Tivantinib is an orally administered, selective inhibitor of MET, a receptor tyrosine kinase, which is currently in Phase 3 clinical trials. In healthy adult cells, MET can be present in normal levels to support natural cellular function, but in cancer cells, MET can be inappropriately and continuously activated. When abnormally activated, MET plays multiple roles in aspects of human cancer, including cancer cell growth, survival, angiogenesis, invasion and metastasis. The activation of certain cell signaling pathways, including MET, has also been associated with the development of resistance to anti-EGFR (epidermal growth factor receptor) antibodies such as cetuximab and panitumumab.

Pre-clinical data have demonstrated that tivantinib inhibits MET activation in a range of human tumor cell lines and shows anti-tumor activity against several human tumor xenografts. In clinical trials to date, treatment with tivantinib has been generally well tolerated and has shown clinical activity in a number of tumors. Tivantinib has not yet been approved for any indication in any country.

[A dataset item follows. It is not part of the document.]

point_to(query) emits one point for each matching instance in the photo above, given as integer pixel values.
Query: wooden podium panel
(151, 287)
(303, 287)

In December 2008, ArQule and Daiichi Sankyo signed a license, co-development and co-commercialization agreement for tivantinib in the U.S., Europe, South America and the rest of the world, excluding Japan, China (including Hong Kong), South Korea and Taiwan.

About the AKT Pathway, ARQ 092 and ARQ 751

ARQ 092 and ARQ 751 are orally available, selective small molecule inhibitors of the AKT kinase. The AKT pathway when abnormally activated is implicated in multiple oncogenic processes such as cell proliferation and apoptosis. This pathway has emerged as a target of potential therapeutic relevance for compounds that inhibit its activity, which has been linked to a variety of cancers as well as to select non-oncology indications.

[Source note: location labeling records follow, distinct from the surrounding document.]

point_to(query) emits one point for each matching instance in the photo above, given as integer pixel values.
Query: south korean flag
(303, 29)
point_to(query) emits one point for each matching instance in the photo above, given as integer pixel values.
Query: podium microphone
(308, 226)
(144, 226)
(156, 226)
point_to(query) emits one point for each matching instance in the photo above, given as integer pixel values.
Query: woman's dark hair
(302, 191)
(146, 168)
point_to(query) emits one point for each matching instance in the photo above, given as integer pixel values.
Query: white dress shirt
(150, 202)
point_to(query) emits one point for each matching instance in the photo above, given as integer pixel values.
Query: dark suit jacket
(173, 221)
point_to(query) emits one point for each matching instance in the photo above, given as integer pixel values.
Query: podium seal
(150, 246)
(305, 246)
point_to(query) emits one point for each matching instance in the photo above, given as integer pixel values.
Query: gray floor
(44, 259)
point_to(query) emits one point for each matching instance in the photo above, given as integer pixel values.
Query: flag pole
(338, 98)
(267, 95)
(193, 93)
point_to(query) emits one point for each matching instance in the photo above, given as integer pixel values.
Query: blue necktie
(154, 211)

ARQ 092, the lead compound in ArQule’s AKT program, has completed Phase 1a clinical testing and has advanced into Phase 1b expansion testing in cohorts of patients with endometrial cancer, lymphoma and tumors harboring either AKT or PI3K mutations. A number of next-generation compounds in the Company’s AKT program are in early to late stages of pre-clinical development. The company plans to file an Investigational New Drug (IND) application by the end of 2015 for ARQ 751, a next generation AKT inhibitor.

About FGFR and ARQ 087

ARQ 087 is a multi-kinase inhibitor designed to preferentially inhibit the fibroblast growth factor receptor ("FGFR") family with demonstrated efficacy in FGFR2 amplified tumors. The FGFR pathway is disrupted in several ways in human cancer, thus providing numerous therapeutic targets for an inhibitor of this pathway. ARQ 087 has demonstrated inhibition of tumor growth and downstream signaling in vivo in tumors whose growth is driven by these targets.

Signals of single agent activity with this compound were observed in Phase 1a testing. Phase 1b expansion cohorts with ARQ 087 include patients with cholangiocarcinoma and adrenocortical tumors, as well as those with FGFR translocations, amplification and mutations. Clinical development of ARQ 087 has advanced into Phase 2 for intrahepatic cholangiocarcinoma ("iCCA") following the observation of two confirmed partial responses in this patient population in the Phase 1 portion of the program.